— «…На основании вышеизложенного, по моему распоряжению было организовано тщательное наблюдение, каковым появление Дубровинского в Москве было отмечено четвертого июня сего года. Неотступным наблюдением выяснилось, что он по прибытии в Москву поселился в гостинице Карпенко и Николаева, прописавшись по паспорту потомственного дворянина Познанского…» Хм, дворянина! Небось не дворника, а дворянина! «Дальнейшим наблюдением было установлено, что наблюдаемый конспирирует себя и, опасаясь слежки, ограничил свои сношения по городу встречами с женой, братом своим Семеном и посещениями старого своего знакомого, служащего Московской городской управы Алексея Яковлевича Никитина, и проживающей совместно с последним некоей Анны Ильиничны Вейсман…» Боже, какие тонкости!.. «…Десятого июня, собираясь выехать из Москвы и, видимо, намереваясь законспирировать свой отъезд от предполагаемого им наблюдения со стороны агентов вверенного мне отделения…» — Макаров грохнул кулаком по столу: — Ч-черт, лопухов, а не агентов! Полезли ему сразу в глаза! «…Дубровинский отправил через посыльного гостиницы свой плед и чемодан-мешок из цветной парусины на Курский вокзал „на хранение“, а сам оставил гостиницу и прожил до дня ареста, двенадцатого числа того же месяца, без прописки у вышеупомянутого Никитина».
— Не очень вразумительно, — заметил Зуев. Ему показалось, что Макаров сделал паузу, про себя перечитывая написанное.
— «…На другой день после оставления гостиницы находившиеся на Курском вокзале его вещи были взяты из камеры хранения ручного багажа братом его Семеном, каковой, заметив наблюдение…» Опять: «заметив»! Нил Петрович, не делаю выводов, делайте сами!
— Слушаюсь!
— «…заметив наблюдение, бросился бежать и был задержан вместе с вещами. В чемодане-мешке оказались несколько пар белья и остальные предметы домашнего обихода, сверху лежал совершенно новый план города Петербурга…» Вот так улов! «…Семен Дубровинский при опросе заявил, что задержанный вместе с ним чемодан принадлежит лично ему, но указать содержание не мог. Принимая во внимание то обстоятельство, что факт задержания вещей…» Подштанников и плана Петербурга! «…должен был сделаться известным наблюдаемому и привел бы его к еще большей осторожности в отношении деловых связей и встреч с местными партийными деятелями, дальнейшее наблюдение за Дубровинским не представляло интереса, и по моему распоряжению он был задержан двенадцатого июня агентами охранного отделения на улице». Послушайте, Зубатов это допустил бы? Зарезать курицу, которая искала гнездо, где бы снести золотое яичко!

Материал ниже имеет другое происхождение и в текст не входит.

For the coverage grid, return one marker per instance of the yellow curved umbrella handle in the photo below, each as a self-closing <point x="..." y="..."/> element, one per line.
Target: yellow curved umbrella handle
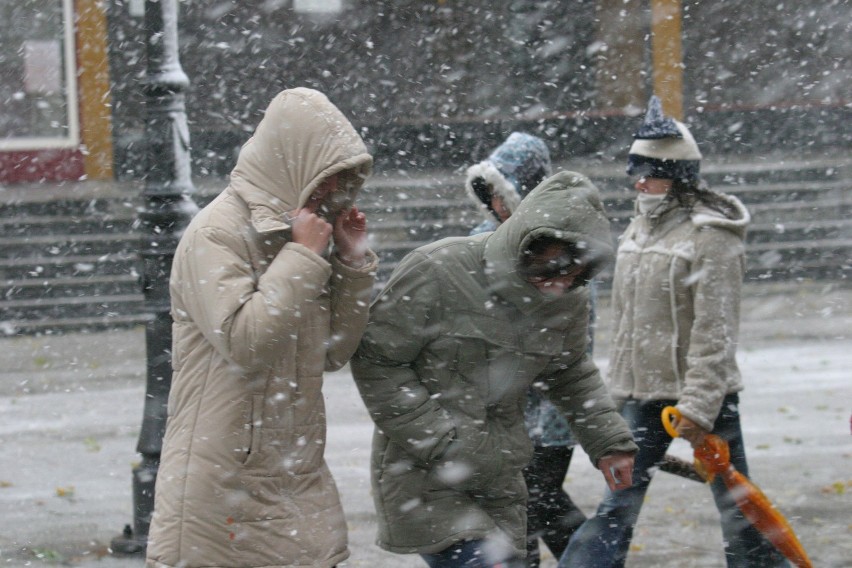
<point x="670" y="412"/>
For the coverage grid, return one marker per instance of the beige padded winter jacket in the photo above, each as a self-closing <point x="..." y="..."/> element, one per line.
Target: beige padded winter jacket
<point x="257" y="319"/>
<point x="676" y="301"/>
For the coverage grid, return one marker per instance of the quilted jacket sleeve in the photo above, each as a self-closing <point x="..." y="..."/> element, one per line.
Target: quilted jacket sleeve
<point x="401" y="326"/>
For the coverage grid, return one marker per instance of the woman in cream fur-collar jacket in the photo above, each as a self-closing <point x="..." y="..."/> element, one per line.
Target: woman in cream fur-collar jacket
<point x="260" y="312"/>
<point x="676" y="309"/>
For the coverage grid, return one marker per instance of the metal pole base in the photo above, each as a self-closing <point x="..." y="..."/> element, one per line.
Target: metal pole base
<point x="127" y="544"/>
<point x="134" y="540"/>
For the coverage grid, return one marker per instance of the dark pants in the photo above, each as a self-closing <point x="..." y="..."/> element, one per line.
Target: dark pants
<point x="551" y="515"/>
<point x="603" y="541"/>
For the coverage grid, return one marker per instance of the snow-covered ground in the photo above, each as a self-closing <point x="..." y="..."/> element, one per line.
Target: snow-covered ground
<point x="71" y="407"/>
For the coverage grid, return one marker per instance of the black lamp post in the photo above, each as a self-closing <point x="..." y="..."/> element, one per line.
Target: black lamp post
<point x="167" y="209"/>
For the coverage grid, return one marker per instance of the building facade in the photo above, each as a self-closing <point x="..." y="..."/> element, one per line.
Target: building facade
<point x="429" y="83"/>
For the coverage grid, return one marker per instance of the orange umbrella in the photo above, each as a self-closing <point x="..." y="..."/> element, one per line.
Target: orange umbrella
<point x="713" y="458"/>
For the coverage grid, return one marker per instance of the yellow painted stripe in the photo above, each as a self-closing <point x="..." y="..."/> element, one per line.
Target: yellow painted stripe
<point x="667" y="55"/>
<point x="93" y="84"/>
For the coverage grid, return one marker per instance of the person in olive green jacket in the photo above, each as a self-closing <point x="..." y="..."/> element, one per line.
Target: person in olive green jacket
<point x="460" y="332"/>
<point x="269" y="288"/>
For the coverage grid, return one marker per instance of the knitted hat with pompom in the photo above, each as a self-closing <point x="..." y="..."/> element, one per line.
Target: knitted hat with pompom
<point x="663" y="148"/>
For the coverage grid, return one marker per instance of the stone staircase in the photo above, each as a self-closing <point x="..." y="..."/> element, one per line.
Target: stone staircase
<point x="68" y="257"/>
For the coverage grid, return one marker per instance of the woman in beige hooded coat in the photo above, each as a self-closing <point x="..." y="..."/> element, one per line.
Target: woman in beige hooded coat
<point x="262" y="307"/>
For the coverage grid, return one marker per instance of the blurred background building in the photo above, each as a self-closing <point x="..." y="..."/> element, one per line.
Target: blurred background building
<point x="429" y="83"/>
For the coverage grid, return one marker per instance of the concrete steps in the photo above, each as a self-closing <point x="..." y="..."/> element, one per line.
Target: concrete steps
<point x="68" y="256"/>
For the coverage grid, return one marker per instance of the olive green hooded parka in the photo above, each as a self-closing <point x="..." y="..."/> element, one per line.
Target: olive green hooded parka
<point x="454" y="342"/>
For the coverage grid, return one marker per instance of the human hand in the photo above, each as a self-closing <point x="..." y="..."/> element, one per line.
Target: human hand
<point x="617" y="469"/>
<point x="310" y="230"/>
<point x="350" y="237"/>
<point x="689" y="431"/>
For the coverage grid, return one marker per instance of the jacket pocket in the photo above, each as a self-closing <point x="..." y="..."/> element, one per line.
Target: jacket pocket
<point x="253" y="430"/>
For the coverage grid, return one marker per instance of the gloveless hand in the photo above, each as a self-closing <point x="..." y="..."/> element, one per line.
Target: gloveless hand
<point x="310" y="230"/>
<point x="617" y="469"/>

— Возмутительно! — сказал Зуев.
— Сделайте серьезное внушение Заварзину, а этих его лопухов лишите наградных к рождественским праздникам! «Явилось бы весьма желательным, если не представится возможным привлечь Дубровинского к формальному в порядке 1035-й статьи Устава уголовного судопроизводства дознанию…» Идиот! Без всяких улик? Подштанники и план Петербурга! «…возбудить о нем переписку в порядке Положения о государственной охране на предмет высылки не в Вологодскую губернию, куда подлежит он водворению, а в отдаленные места Сибири как весьма опасного и вредного фанатика-революционера, пребывание которого в рядах представителей революционных организаций Европейской России и за границей недопустимо». Открыл Америку! «Обыск у находившихся в сношении с арестованным Семена и Анны Дубровинских, а также у Никитина результатов не дали, и все поименованные лица оставлены на свободе без дальнейших для них последствий». Ну-с, Нил Петрович? Заграничная наша агентура работает отлично, а Заварзин здесь мух ловит.
— Прошу прощения, Александр Александрович, но бывали и у него большие удачи, — несмело возразил Зуев, понимая, что гнев Макарова может с Заварзина обрушиться и на него, если признать, что московское охранное отделение никуда не годится.
— Бывали, бывали, — раздраженно проговорил Макаров, листая бумаги. — Но этот гусь, Дубровинский, от военного суда-то опять ушел! А сколько лет он у меня в памяти и в печенках сидит?.. На кронштадтском деле тоже, как угорь, из рук выскользнул. Не смекнула тогда Шорникова уликами его наделить.
— Да, конечно, — сказал Зуев. А сам подумал: «Действительно, заварзинские агенты — лопухи, могли бы, скажем, бомбу подсунуть, коли этот братец Семен признал чемодан своим, а описать его содержание не сумел. Была бы серьезная зацепка».